Just before the piston reaches the top of the compression stroke, the spark plugs fire. The fuel-air mixture ignites and burns rapidly. Note that it is not an explosion, but a very fast, controlled burn. The resulting pressure spike drives the piston downward with tremendous force. This is the only stroke that actually produces power. The other three strokes are just setting up for this one moment.

4. Exhaust Stroke

The exhaust valve opens. The piston moves back upward, pushing the burned gases out of the cylinder and into the exhaust system. At the top of the exhaust stroke, the cycle starts over.

The whole process happens incredibly fast. At 2,400 RPM, which is a typical cruise setting in a small aircraft, each cylinder completes 1,200 full cycles per minute. That’s 20 cycles per second, per cylinder.

Why Four Cylinders (Usually)

Most training aircraft like the Cessna 172, Piper Cherokee, and Diamond DA40 use four-cylinder engines. Some use six. A few high-performance singles have eight.

The cylinders don’t all fire at the same time. They fire in a specific sequence designed to keep the engine running smoothly. In a four-cylinder engine, the firing order is typically 1-3-2-4. This means that at any given moment, one cylinder is on its power stroke, one is on compression, one is on intake, and one is on exhaust. The result is continuous, smooth power delivery to the propeller.
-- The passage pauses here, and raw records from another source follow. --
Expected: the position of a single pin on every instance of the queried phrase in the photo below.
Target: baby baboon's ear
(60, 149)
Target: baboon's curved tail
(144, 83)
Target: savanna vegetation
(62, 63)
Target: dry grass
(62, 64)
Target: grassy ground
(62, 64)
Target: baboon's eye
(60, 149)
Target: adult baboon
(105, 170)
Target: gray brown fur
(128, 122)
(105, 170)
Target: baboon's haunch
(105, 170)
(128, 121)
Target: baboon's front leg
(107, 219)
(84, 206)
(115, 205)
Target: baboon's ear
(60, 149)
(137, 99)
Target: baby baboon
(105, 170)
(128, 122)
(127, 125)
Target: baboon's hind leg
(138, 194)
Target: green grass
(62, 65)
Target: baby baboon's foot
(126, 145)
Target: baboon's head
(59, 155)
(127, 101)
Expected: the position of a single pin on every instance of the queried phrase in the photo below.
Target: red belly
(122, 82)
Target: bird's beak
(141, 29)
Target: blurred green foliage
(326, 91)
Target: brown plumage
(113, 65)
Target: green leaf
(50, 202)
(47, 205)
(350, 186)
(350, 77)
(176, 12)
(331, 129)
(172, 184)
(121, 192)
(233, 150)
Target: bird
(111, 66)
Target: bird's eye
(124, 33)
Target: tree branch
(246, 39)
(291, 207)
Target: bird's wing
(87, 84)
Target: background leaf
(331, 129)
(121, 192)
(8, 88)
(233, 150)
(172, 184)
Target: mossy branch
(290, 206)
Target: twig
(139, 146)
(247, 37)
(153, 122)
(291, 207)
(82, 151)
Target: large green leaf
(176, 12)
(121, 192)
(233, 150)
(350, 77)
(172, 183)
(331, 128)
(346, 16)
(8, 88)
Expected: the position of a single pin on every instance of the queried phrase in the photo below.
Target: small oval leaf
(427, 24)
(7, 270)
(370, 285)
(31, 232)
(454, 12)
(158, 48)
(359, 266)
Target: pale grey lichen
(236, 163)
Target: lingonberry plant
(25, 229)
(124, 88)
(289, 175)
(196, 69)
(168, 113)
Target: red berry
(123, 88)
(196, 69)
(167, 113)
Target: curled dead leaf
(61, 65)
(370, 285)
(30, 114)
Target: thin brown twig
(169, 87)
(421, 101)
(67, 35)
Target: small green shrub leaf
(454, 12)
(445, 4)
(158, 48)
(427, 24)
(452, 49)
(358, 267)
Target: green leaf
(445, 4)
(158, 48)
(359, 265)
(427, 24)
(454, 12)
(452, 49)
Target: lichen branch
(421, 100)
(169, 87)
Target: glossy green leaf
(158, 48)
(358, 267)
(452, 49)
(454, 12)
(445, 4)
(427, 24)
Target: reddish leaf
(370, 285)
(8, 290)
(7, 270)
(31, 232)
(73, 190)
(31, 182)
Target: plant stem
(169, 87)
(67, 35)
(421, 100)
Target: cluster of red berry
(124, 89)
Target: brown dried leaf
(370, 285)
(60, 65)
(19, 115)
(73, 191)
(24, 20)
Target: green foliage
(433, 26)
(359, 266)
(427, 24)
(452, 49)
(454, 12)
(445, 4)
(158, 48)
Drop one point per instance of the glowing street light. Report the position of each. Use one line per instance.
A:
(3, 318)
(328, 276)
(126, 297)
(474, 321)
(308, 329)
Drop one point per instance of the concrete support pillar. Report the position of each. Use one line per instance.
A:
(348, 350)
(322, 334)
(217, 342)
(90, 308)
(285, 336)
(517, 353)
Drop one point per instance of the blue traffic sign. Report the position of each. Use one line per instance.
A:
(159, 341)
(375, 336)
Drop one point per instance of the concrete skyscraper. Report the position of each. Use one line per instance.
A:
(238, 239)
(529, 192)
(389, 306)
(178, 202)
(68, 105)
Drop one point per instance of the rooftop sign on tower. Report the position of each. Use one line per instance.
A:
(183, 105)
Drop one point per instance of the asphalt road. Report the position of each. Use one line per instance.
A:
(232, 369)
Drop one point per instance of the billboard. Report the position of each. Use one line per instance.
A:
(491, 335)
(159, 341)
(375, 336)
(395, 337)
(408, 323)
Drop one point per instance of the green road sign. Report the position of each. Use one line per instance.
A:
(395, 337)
The most common configuration is the horizontally opposed engine — flat engines with cylinders arranged in two banks on opposite sides of the crankshaft. Lycoming and Continental are the two dominant manufacturers. The Lycoming O-320, for example, produces 150 to 160 horsepower and powers thousands of Cessna 172s.

The Magneto: Independent Ignition

Here’s something that surprises a lot of people: your airplane’s engine doesn’t need the battery or electrical system to keep running. It has its own self-contained ignition system called the magneto.

A magneto is a small electrical generator driven by the engine. It uses a spinning permanent magnet to generate high-voltage electricity, which is then sent to the spark plugs. As long as the engine is turning, the magneto is generating spark.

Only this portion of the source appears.